Spiric urged United Nations Secretary-General Ban Ki-moon to remove the international community's high representative in Bosnia, Valentin Inzko, who has the power to pass laws and sack officials in the country's two semi-autonomous entities, AFP reported.
"Continuing foreign intervention in local political issues is destabilising and undermines the creation of a consensus [...] as well as reform efforts," the Bosnian Serb leader is quoted as saying.
The Office of the High Representative (OHR) "should be closed in order to enable Bosnian political leaders to achieve legitimate progress," he said, saying that Inzko, an Austian diplomat, was "contributing to non-functional governance in Bosnia".
In return, Inzko blamed leaders of Bosnia and Herzegovina for what he called a "deterioration" of political dialogue.
"While regional prospects for reconciliation have improved, the language and logic of politics inside Bosnia and Herzegovina appears to have rather deteriorated," Inzko told the United Nations Security Council on 24 May.
The international community representative was presenting to the Security Council the thirty-seventh report on Bosnia and Herzegovina (BiH) following the Dayton Agreement, covering the period 1 November 2009 to 30 April 2010.
In domestic affairs, "Bosnia and Herzegovina remains afflicted by a lack of a basic – and fundamental - consensus about what sort of country it should be, or could be," Inzko said.
BiH did not know whether it wished to be a more centralised state or a decentralised one, and did not know how to achieve either option, he claimed. As a consequence, the country regrettably cannot take advantage of economic assistance, he added.
Inzko said the leaders of Republika Srpska continued to undermine state institutions and repudiate the authority of the High Representative and the Dayton Peace Agreement, while at the same time, the government of the Federation of Bosnia and Herzegovina had "limped from crisis to crisis during the reporting period".
Bosnian Serbs in the spotlight
Taking the floor next, Haris Silajdžić, chairman of the presidency of Bosnia and Herzegovina, attributed the current stagnation to the so-called "entity voting mechanism," which allows 10 Serb deputies from the Republika Srpska to block any proposed decision by the federation's parliament, comprising 42 deputies.
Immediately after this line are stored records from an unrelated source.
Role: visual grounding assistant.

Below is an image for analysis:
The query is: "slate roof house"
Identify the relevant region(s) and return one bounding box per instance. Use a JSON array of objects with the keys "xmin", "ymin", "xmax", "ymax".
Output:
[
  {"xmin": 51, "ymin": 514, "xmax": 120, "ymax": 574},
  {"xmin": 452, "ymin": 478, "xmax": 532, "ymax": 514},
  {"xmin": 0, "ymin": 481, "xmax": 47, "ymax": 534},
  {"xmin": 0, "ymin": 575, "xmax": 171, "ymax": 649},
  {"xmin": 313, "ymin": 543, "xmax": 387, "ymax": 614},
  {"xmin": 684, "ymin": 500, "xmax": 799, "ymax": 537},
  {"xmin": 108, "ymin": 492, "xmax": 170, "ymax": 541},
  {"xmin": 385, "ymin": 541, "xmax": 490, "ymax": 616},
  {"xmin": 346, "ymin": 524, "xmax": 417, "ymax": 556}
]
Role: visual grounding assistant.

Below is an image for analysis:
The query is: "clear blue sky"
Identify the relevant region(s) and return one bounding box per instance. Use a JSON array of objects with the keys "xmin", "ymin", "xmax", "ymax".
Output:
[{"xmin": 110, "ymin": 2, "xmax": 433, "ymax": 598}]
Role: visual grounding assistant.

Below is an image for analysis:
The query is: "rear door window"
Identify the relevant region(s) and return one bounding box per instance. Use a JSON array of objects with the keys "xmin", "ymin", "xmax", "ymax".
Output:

Silajdžić, who is a Bosnian Muslim, told the session that the entities "have no ownership rights whatsoever" over the country's assets, the Serbian press reported.
He said that Bosnia and Herzegovina is the only legitimate successor to the former Yugoslav Republic of Bosnia-Herzegovina, and therefore owns all the assets of the former Yugoslavia contained within its territory.
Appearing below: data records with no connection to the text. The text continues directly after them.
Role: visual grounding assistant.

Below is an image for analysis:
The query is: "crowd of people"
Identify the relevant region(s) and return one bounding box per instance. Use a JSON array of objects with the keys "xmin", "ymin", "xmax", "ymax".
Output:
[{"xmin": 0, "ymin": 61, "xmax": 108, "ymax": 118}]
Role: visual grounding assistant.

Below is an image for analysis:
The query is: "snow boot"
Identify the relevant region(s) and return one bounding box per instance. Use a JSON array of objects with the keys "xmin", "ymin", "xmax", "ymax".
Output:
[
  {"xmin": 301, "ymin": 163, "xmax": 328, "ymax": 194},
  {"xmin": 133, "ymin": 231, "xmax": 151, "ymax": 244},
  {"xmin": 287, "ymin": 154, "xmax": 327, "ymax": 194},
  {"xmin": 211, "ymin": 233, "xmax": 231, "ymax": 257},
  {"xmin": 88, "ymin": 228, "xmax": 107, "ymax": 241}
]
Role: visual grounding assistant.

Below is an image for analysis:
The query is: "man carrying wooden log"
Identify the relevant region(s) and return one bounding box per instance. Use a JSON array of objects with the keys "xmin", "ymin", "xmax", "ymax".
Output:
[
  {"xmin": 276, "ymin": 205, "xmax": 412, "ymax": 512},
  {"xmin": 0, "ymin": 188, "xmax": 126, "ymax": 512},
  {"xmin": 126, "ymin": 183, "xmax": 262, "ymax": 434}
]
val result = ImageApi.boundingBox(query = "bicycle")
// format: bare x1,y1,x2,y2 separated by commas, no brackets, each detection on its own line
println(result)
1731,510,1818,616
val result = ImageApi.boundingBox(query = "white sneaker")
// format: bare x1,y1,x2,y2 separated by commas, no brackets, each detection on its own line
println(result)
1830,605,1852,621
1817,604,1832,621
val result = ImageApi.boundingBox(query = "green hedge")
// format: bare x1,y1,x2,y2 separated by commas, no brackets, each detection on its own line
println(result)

Bosnia's right to its own property, he continued, was being questioned by his political opposition but also by the international community's high representative.
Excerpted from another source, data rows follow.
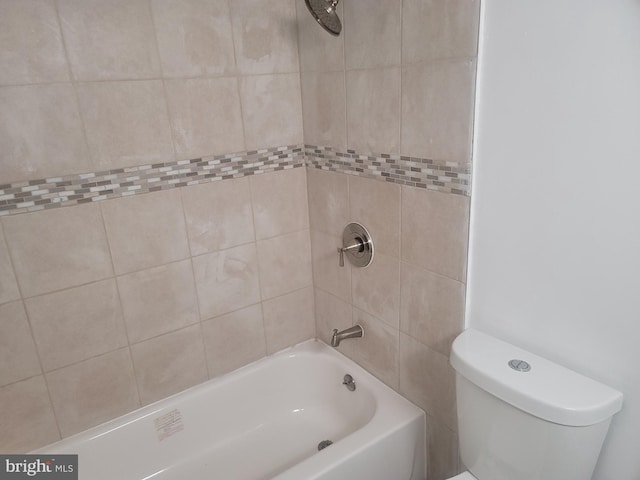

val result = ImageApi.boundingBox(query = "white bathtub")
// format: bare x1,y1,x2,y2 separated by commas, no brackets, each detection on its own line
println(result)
36,340,426,480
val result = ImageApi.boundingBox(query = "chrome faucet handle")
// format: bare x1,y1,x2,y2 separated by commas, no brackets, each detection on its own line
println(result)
337,241,362,267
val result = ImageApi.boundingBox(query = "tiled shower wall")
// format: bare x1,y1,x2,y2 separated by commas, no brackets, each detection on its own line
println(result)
296,1,480,479
0,2,480,479
0,0,313,452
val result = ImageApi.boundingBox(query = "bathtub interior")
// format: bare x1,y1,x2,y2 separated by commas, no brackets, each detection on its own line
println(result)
35,340,425,480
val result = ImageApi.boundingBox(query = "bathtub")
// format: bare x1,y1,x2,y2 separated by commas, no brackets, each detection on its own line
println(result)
35,340,426,480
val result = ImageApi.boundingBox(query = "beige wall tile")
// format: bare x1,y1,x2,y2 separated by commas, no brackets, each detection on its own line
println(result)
2,204,113,297
0,301,41,387
352,253,400,329
0,84,90,184
257,230,312,300
250,168,309,240
311,230,351,303
239,73,303,150
349,175,400,257
151,0,236,78
193,243,261,320
263,286,315,353
182,178,255,256
165,78,245,159
47,348,140,437
300,71,347,148
202,304,266,377
77,80,174,170
295,0,344,73
117,260,199,343
400,262,465,356
26,279,128,372
57,0,161,81
344,0,401,69
101,189,190,275
0,0,69,85
427,414,460,480
401,186,470,282
341,308,399,389
401,61,476,162
399,333,457,430
230,0,299,75
402,0,480,64
0,376,59,453
307,168,349,236
131,324,208,405
346,67,400,154
314,288,352,346
0,226,20,304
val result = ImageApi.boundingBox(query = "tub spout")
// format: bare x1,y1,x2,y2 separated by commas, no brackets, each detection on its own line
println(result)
331,325,364,347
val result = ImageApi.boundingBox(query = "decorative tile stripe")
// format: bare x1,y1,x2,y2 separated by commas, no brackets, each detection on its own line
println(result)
0,145,305,217
0,144,471,217
305,145,471,196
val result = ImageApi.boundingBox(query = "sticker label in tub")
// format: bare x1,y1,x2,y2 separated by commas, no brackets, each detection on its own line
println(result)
154,409,184,441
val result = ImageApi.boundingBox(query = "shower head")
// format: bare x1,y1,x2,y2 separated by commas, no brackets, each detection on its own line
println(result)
304,0,342,36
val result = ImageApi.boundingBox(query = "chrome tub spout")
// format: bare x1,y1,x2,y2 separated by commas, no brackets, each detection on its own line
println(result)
331,325,364,347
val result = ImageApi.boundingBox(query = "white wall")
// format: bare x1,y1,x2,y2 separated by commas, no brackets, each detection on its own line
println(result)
467,0,640,478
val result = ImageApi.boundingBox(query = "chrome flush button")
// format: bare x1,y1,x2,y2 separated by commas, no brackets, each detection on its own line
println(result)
508,359,531,372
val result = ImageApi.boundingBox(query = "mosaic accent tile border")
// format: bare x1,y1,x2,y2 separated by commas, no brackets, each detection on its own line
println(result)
305,145,471,196
0,144,471,217
0,145,305,217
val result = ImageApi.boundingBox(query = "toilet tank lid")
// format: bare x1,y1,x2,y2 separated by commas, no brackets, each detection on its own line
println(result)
450,329,623,426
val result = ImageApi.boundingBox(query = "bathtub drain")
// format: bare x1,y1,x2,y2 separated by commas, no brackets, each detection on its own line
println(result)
317,440,333,451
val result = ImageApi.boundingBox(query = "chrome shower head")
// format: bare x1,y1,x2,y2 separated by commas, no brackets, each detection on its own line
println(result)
304,0,342,36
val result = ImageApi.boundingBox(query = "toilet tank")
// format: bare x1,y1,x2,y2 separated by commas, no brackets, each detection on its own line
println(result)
450,329,623,480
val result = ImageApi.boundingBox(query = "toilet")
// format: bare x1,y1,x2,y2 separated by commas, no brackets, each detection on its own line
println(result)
447,329,623,480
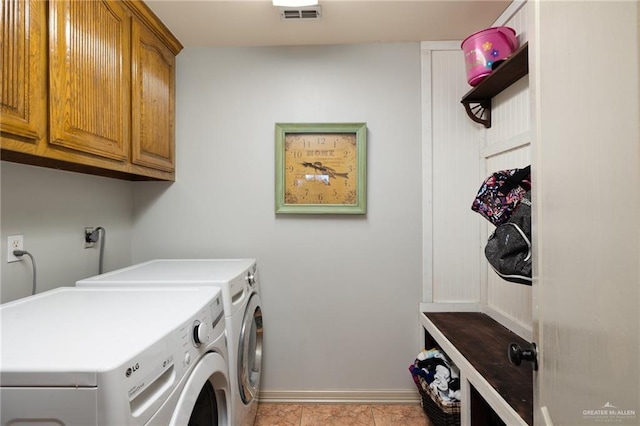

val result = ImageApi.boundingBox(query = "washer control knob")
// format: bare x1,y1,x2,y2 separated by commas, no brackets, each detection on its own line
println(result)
246,272,256,286
193,321,209,347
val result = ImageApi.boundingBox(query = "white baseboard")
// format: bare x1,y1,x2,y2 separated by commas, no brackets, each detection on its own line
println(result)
258,390,421,404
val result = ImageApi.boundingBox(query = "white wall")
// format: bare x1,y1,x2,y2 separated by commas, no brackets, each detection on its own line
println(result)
0,162,133,302
131,43,424,397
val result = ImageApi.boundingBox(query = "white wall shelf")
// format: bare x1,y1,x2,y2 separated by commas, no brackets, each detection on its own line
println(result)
461,43,529,128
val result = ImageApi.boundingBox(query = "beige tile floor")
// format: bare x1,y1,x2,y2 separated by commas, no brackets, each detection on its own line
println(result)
254,403,433,426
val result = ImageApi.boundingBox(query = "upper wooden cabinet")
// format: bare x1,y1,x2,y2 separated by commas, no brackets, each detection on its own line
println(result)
0,0,47,152
130,16,175,173
49,0,131,162
0,0,182,181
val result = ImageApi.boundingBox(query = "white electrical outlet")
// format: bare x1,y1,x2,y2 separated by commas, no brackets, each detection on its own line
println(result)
7,235,24,262
85,227,95,248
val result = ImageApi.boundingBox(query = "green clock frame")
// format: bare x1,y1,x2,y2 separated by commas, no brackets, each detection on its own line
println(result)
275,122,367,214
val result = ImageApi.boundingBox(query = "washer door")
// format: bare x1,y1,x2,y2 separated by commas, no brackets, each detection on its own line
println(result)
170,352,229,426
237,293,263,404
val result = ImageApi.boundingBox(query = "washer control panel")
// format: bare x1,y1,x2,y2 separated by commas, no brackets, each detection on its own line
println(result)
122,288,223,414
245,262,260,288
179,293,224,368
245,271,256,286
210,294,224,328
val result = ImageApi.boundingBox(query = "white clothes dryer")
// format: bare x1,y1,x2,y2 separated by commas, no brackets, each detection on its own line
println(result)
77,258,264,426
0,286,230,426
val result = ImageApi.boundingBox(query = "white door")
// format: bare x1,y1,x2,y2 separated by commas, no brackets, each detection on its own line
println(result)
530,1,639,425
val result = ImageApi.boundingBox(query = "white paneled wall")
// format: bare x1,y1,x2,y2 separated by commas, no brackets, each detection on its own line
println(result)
501,0,529,56
431,49,484,303
487,78,530,146
483,1,532,339
486,1,530,149
422,1,533,340
422,41,483,308
484,147,532,337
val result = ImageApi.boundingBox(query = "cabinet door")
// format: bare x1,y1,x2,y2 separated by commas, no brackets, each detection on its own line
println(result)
0,0,46,151
49,0,130,162
131,18,175,173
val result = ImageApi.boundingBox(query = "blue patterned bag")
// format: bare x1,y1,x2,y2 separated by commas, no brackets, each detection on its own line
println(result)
471,166,530,226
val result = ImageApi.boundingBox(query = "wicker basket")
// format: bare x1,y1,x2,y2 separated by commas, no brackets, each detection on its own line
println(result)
410,359,461,426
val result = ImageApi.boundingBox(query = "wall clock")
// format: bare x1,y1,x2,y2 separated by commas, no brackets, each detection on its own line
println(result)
275,123,367,214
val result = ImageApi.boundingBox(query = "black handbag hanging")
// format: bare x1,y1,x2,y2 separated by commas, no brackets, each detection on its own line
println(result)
484,190,532,285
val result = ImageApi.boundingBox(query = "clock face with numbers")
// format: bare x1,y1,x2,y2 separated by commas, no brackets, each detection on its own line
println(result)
275,123,367,214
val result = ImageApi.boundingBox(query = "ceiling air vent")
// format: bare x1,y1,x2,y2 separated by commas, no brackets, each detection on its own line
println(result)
280,6,322,21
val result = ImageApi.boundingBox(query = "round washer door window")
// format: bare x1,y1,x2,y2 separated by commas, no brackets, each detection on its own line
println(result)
238,294,263,404
169,352,229,426
188,380,218,426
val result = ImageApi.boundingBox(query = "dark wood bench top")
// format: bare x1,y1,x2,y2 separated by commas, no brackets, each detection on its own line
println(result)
424,312,533,425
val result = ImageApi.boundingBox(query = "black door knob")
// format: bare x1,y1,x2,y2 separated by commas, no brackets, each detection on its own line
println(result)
508,342,538,371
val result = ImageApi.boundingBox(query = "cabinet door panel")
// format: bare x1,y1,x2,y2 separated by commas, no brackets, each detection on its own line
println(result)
49,0,130,161
131,19,175,172
0,0,46,149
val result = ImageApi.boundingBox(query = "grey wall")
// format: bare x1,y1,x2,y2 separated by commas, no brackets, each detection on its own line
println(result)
0,162,133,302
1,42,424,395
131,43,424,394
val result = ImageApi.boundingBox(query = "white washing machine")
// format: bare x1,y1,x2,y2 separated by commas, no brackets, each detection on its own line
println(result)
77,258,263,426
0,286,230,426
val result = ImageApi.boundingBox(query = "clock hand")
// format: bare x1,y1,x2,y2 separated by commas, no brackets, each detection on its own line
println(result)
301,162,349,179
301,161,324,172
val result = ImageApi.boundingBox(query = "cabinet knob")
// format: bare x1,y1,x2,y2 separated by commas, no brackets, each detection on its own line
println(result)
508,342,538,371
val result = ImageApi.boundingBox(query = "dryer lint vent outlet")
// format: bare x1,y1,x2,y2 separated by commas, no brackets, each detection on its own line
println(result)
279,6,322,21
A representative of the Russian Federation, Konstantin Dolgov, described the assessments of Inzko and Silajdžićas as unbalanced, saying that they suffered from anti-Serb sentiment and covered up BiH's destructive role in blocking consideration of Republika Srpska's compromise constitutional amendments.
Taking the floor again to respond to the remarks, Silajdžić pointed out that despite having signed the Dayton Agreement, the Russian Federation continued to uncritically support just one ethnic group in Bosnia and Herzegovina, namely, the Bosnian Serbs of Republika Srpska.